En présentant le rapport devant les caméras de la télévision nationale, le ministre rwandais de la justice, Tharcisse Karugarama, a évoqué la perspective de "poursuites judiciaires" contre "des personnalités pointées du doigt pour leur rôle dans le génocide". Une liste de 33 responsables français – 13 politiques et 20 militaires – a été diffusée. Outre M. Balladur, sont notamment visés Alain Juppé, ministre des affaires étrangères de l'époque, Dominique de Villepin, son directeur de cabinet, François Léotard (défense), Hubert Védrine, secrétaire général de l'Elysée, et Jean-Christophe Mitterrand, conseiller à l'Elysée.

Le document dresse un inventaire de toutes les charges que l'actuel régime rwandais du président Paul Kagamé, issu de la victoire militaire des Tutsis de l'extérieur contre les génocidaires, a accumulées contre le pays qui a soutenu militairement ses adversaires hutus et parfois ses bourreaux.

Etayé par de nombreuses notes, le document décrit l'engrenage du soutien français au régime "fondé sur une discrimination ethnique officielle" du président Habyarimana, menacé depuis 1990 par le Front patriotique rwandais (FPR) regroupant les Tutsis exilés en Ouganda.

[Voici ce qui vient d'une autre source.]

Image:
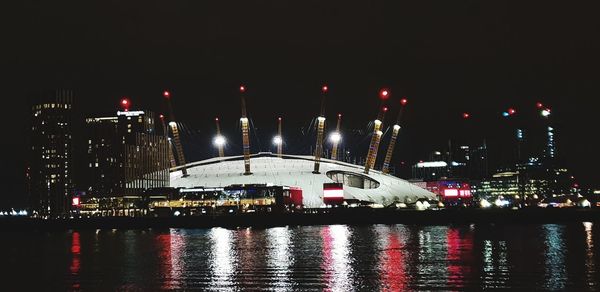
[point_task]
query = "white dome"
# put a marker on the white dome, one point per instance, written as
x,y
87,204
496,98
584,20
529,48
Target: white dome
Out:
x,y
296,171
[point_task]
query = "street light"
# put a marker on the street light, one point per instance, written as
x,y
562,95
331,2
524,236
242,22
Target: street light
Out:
x,y
277,140
219,141
335,137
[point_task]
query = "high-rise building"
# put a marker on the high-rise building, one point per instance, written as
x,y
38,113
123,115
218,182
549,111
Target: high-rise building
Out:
x,y
51,154
125,155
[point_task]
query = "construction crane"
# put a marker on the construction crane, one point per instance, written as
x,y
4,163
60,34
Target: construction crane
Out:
x,y
175,132
384,94
395,131
245,134
320,130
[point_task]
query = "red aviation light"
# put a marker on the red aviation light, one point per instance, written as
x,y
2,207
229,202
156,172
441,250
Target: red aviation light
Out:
x,y
384,93
125,103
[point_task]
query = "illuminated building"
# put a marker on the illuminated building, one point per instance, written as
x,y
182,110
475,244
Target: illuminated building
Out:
x,y
51,154
295,172
125,155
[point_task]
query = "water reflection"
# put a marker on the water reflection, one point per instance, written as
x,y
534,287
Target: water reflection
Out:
x,y
393,274
221,258
337,260
555,257
75,259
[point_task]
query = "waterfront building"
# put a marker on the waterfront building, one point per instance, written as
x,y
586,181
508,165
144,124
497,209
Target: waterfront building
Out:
x,y
50,160
125,155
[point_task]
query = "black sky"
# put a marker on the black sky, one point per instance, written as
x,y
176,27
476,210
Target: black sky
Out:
x,y
446,56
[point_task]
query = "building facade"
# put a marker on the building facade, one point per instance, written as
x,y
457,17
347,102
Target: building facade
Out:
x,y
50,161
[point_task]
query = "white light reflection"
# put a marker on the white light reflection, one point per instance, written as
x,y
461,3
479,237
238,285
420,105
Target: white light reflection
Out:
x,y
221,258
589,261
336,258
555,258
279,258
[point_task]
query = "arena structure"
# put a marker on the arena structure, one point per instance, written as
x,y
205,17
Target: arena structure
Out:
x,y
295,171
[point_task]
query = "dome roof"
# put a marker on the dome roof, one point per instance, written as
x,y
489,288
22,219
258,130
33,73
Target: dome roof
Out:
x,y
296,171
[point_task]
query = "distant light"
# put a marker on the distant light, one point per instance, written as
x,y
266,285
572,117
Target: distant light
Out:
x,y
432,164
546,112
335,137
219,141
384,94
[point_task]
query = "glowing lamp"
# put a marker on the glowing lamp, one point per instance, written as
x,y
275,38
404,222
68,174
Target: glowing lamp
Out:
x,y
384,94
546,112
125,103
335,137
219,141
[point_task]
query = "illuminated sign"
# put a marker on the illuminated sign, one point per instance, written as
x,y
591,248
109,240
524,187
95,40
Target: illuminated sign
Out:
x,y
333,193
130,114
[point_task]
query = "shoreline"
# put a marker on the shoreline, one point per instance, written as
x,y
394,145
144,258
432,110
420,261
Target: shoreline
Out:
x,y
341,216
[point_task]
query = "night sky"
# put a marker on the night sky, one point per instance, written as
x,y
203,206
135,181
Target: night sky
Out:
x,y
447,57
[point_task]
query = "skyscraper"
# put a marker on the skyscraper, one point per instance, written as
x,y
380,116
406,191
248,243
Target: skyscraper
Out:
x,y
125,155
51,153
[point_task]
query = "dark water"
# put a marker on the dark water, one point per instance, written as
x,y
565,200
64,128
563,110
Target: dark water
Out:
x,y
336,258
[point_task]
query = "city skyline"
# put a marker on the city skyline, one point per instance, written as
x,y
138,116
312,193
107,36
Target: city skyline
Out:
x,y
482,62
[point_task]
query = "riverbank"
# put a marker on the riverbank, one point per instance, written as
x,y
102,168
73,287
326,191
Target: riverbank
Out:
x,y
341,216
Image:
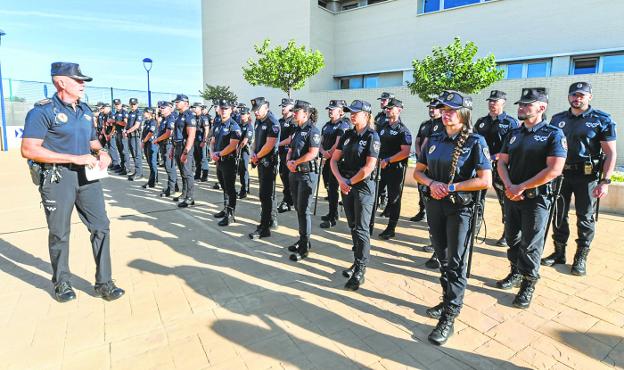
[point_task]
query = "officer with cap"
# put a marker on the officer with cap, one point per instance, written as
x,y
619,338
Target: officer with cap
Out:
x,y
148,136
530,158
265,157
59,136
396,141
183,140
224,145
164,140
247,131
287,128
120,116
453,167
494,128
591,136
353,163
330,135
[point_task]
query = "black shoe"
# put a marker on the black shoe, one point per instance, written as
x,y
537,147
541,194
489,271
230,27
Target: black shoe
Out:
x,y
259,233
108,291
63,292
436,311
186,202
525,294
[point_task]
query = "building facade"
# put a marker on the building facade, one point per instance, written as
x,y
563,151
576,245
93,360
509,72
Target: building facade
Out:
x,y
369,46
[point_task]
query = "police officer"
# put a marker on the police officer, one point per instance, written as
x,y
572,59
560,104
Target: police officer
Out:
x,y
265,157
396,141
183,140
224,149
453,166
287,128
330,135
530,158
60,137
494,127
591,135
247,131
164,140
148,135
301,162
352,164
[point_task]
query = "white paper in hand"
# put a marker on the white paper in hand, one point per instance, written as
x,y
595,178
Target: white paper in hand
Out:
x,y
95,173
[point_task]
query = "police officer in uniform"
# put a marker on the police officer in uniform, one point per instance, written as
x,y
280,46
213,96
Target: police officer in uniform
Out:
x,y
453,166
590,134
494,127
224,145
164,140
287,128
531,157
183,140
353,163
247,131
265,157
330,135
59,136
148,135
396,141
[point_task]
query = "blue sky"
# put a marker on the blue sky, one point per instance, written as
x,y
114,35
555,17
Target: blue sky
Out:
x,y
108,38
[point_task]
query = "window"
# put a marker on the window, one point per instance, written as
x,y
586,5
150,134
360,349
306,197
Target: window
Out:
x,y
584,66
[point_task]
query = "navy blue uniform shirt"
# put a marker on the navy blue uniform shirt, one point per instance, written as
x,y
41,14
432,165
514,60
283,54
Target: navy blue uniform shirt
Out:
x,y
494,130
356,149
584,133
62,129
529,148
437,155
304,138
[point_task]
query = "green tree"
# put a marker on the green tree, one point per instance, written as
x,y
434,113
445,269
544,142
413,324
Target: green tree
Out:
x,y
285,68
453,67
218,92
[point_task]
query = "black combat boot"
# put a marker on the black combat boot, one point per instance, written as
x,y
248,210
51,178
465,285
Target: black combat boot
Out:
x,y
512,280
579,266
557,257
525,294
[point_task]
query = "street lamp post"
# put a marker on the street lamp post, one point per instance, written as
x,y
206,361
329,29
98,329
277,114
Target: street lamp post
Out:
x,y
147,64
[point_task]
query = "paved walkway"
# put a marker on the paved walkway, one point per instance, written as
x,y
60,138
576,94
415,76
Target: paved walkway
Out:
x,y
199,296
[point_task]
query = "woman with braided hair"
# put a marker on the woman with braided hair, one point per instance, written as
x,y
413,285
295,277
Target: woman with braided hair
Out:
x,y
454,165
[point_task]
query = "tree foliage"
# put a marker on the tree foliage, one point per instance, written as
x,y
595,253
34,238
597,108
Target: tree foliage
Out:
x,y
285,68
453,67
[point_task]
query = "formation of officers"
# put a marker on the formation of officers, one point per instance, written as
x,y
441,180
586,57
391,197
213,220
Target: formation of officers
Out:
x,y
534,166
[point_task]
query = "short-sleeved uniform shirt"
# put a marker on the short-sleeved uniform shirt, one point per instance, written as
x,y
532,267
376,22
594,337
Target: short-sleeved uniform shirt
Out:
x,y
584,133
494,130
62,128
184,120
529,148
437,155
392,138
356,148
305,137
269,127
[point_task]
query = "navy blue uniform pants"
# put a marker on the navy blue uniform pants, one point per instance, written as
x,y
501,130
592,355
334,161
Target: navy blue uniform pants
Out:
x,y
59,199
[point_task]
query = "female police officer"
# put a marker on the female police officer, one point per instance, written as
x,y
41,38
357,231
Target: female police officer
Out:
x,y
352,164
454,165
301,162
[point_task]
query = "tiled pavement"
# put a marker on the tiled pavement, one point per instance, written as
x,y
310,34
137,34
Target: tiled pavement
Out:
x,y
199,296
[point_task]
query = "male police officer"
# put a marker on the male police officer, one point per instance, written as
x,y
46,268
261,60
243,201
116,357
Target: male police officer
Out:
x,y
60,137
265,157
591,134
530,158
183,140
287,128
494,128
133,132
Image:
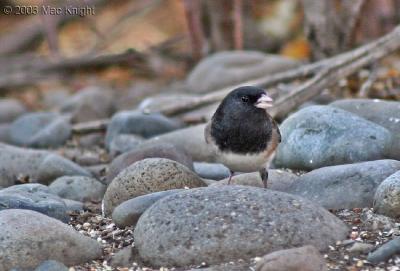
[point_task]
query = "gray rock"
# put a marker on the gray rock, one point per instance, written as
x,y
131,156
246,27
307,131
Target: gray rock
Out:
x,y
384,113
51,265
29,238
344,186
373,222
305,258
229,68
148,176
5,133
154,103
191,140
161,150
387,196
211,171
360,248
385,252
220,224
54,98
123,258
37,166
319,136
10,109
134,122
99,172
34,197
278,180
124,143
88,104
91,140
129,212
73,205
79,188
40,130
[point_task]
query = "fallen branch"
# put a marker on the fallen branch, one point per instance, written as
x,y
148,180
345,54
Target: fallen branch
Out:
x,y
91,126
25,69
336,68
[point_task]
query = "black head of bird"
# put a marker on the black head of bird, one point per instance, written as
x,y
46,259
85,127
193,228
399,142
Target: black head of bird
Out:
x,y
243,133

Le document évoque "une stratégie indirecte de confrontation entre l'armée française au Rwanda et le FPR".

Attribuant au président Mitterrand un "parti pris antitutsi", les auteurs expliquent son engagement croissant par sa volonté d'"endiguer l'influence du monde anglophone [les Tutsis du FPR sont anglophones]" et de montrer aux autres présidents africains amis de la France que Paris ne laisse pas tomber ses alliés.

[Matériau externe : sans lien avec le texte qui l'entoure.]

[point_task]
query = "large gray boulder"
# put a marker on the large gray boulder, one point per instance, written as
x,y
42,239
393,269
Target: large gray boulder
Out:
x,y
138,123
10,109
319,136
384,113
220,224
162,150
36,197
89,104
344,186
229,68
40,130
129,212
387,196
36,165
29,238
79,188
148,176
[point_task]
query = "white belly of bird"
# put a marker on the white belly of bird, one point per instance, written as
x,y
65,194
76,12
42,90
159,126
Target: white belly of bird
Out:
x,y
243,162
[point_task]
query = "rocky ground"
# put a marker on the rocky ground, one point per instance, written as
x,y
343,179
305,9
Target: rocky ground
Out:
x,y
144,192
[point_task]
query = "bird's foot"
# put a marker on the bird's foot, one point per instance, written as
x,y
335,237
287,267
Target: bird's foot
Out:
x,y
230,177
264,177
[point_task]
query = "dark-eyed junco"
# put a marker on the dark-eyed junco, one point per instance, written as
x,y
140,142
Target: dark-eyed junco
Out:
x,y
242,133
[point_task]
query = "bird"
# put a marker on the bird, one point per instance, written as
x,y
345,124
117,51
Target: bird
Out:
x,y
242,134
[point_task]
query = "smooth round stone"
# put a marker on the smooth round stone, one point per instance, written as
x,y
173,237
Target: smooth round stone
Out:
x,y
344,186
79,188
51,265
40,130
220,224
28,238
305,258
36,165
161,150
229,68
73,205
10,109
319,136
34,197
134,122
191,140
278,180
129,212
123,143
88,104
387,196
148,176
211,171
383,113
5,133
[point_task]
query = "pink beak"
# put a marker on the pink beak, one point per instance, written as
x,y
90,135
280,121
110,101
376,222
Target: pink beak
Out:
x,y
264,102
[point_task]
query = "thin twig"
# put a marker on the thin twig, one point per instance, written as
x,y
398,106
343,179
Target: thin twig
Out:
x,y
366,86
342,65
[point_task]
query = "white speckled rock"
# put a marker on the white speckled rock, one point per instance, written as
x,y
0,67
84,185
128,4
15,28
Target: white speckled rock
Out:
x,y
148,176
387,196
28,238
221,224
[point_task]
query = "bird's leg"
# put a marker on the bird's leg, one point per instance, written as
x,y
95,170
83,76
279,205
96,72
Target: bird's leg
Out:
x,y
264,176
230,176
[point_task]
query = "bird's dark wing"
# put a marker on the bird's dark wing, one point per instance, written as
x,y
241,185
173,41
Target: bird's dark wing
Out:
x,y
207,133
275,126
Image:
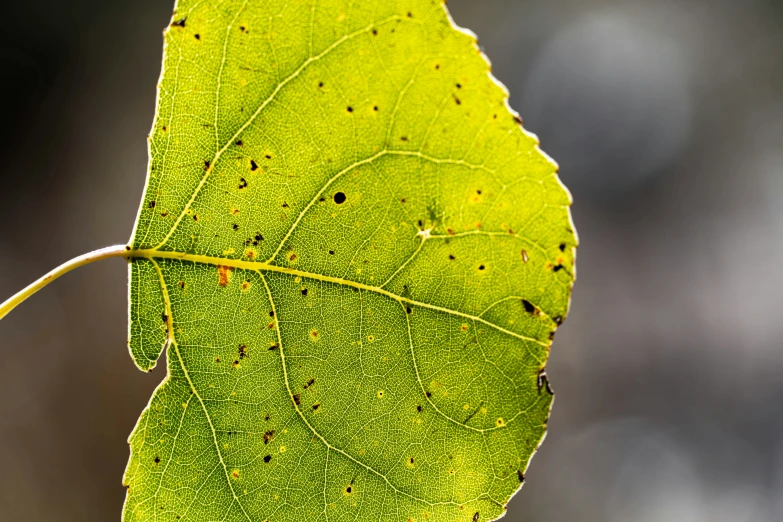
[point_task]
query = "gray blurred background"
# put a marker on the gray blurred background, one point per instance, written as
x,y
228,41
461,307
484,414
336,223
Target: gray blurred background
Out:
x,y
667,120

Concrètement, le rapport Mucyo accuse la France "d'avoir formé les milices interahamwe qui ont été le fer de lance du génocide". Les Français "nous disaient que (…) l'ennemi était le Tutsi", affirme un ancien interahamwe (milice hutue), qui dit avoir été formé par des militaires français. "Les Français (…) ont formé des gens qui ont été utilisés pour tuer", martèle un ancien militaire rwandais auditionné par la commission. Omniprésents, les Français auraient engagé dès 1992 des programmes de "défense civile" alliant "l'apprentissage de différentes méthodes d'assassinat" et "un endoctrinement des miliciens à la haine ethnique". De facto maîtres du service de renseignement, des gendarmes français "ont contribué en toute connaissance de cause au fichage informatisé des suspects politiques et ethniques qui devaient être massacrés durant le génocide", ajoute le document, alléguant la connaissance par Paris du mécanisme d'élimination en préparation et accusant les Français d'avoir ainsi "contribué à la radicalisation ethnique du conflit".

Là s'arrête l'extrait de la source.